While 2008 saw rate increases, nobody should expect the current picture to be the same short-lived spike. The past decade of interest rate stimulus was never sustainable, and current rates are more in line with historical precedence and Fed rate targets. Longer term fixed-rate deals might avoid immediate pain, but for everyone else, the reality of equity evaporation and higher rates is likely to persist well past the expiration of rate caps and short-term maturity dates.

“The good news is there is significant liquidity on the sidelines that was not available in 2008”

Less experienced teams

Yet there is more bad news. With the popularity of outsourcing, most lenders have few distressed asset managers in-house, and most have primary servicing agreements that fail to address distressed situations.

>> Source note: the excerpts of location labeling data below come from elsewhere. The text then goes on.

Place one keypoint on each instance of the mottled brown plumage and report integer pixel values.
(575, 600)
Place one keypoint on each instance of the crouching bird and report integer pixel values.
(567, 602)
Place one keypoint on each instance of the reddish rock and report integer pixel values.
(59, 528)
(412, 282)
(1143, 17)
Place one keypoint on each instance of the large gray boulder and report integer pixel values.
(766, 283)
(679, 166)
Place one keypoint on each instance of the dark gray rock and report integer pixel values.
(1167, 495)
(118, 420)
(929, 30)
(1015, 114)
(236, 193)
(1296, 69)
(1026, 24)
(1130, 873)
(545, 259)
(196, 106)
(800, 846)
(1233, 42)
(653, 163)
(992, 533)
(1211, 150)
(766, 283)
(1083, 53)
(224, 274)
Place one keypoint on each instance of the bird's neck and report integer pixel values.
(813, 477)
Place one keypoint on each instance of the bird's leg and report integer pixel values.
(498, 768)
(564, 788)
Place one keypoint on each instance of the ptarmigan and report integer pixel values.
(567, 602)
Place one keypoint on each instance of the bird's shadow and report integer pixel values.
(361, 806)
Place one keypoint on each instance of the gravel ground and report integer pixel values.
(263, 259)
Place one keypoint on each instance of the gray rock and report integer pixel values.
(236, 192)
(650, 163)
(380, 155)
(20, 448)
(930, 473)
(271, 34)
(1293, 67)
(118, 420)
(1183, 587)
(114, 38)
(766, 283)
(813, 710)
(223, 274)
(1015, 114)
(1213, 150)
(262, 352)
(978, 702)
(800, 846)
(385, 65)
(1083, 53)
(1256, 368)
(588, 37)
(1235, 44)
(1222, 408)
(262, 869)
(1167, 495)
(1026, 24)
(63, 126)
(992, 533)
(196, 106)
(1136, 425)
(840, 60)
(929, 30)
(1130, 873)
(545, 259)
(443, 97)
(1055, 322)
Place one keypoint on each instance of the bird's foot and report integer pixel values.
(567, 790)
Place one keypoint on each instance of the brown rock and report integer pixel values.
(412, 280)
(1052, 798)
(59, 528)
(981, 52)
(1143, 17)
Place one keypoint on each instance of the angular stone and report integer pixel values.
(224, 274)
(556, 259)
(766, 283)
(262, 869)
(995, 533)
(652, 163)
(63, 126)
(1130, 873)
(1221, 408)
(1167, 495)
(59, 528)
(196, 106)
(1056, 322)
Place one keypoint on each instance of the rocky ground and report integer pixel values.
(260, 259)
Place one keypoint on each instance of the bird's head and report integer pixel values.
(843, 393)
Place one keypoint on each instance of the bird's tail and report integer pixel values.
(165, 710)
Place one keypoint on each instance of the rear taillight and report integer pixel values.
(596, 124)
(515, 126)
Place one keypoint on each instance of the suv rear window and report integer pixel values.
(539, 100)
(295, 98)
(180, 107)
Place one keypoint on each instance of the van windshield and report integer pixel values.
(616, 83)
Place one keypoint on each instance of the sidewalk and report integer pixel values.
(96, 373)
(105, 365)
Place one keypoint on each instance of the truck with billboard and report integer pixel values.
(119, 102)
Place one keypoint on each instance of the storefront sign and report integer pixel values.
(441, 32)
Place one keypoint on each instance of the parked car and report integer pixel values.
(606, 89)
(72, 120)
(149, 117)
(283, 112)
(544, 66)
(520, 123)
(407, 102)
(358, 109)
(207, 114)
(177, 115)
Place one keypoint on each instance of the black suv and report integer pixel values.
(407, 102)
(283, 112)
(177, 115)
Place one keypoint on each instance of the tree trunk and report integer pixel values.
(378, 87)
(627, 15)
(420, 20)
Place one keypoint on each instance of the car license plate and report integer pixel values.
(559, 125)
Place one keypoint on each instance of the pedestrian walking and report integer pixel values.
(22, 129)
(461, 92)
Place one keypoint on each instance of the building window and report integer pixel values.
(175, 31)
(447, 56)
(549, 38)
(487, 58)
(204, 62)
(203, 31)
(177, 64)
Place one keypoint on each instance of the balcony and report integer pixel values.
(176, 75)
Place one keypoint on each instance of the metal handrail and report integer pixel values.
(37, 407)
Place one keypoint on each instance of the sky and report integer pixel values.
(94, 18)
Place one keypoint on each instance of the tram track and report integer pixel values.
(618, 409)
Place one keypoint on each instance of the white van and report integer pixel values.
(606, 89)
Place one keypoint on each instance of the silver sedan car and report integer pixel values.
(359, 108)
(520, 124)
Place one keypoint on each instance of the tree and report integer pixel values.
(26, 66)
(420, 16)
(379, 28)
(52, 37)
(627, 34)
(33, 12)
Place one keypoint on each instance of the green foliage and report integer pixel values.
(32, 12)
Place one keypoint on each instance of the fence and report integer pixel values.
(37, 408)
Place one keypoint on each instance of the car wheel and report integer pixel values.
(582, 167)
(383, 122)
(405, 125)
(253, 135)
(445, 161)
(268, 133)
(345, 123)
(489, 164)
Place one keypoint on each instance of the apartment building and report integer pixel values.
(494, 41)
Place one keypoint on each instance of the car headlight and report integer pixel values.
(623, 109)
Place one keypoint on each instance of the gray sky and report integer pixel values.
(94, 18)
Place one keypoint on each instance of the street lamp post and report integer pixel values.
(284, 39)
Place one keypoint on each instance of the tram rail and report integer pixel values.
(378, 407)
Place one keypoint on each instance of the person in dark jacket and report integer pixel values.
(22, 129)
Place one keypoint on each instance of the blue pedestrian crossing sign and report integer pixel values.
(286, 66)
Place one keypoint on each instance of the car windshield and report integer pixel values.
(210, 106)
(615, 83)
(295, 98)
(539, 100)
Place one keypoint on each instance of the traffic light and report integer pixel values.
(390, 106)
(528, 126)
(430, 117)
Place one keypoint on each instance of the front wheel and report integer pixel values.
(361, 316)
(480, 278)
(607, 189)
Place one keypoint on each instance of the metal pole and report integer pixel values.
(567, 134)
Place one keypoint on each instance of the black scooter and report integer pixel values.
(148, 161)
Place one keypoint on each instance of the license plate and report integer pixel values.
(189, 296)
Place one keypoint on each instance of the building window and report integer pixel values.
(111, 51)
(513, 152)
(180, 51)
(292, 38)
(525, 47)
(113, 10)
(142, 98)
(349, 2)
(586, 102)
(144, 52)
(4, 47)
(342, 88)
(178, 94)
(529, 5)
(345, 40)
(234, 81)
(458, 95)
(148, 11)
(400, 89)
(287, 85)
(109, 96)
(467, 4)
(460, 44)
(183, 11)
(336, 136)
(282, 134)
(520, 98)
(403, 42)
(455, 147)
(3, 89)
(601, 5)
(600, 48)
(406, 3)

Yes, some people worked on the short-term mods of 2020, but that was a very different problem than we are now facing. This crisis is much more like the 1990s, and it’s unfortunate that most of those workout experts have retired, while anyone younger than 36 has never really even seen a downturn.

The good news is there is significant liquidity on the sidelines that was not available in 2008. Additionally, special servicers know how to help, they know how to build teams and they are familiar with empty buildings and highly distressed complex capital stacks.

In the last cycle, people were rewarded for waiting, while in this cycle, the best move may be to realize the situation, rip off the band-aid, and look for the best investment opportunities while avoiding the falling knife.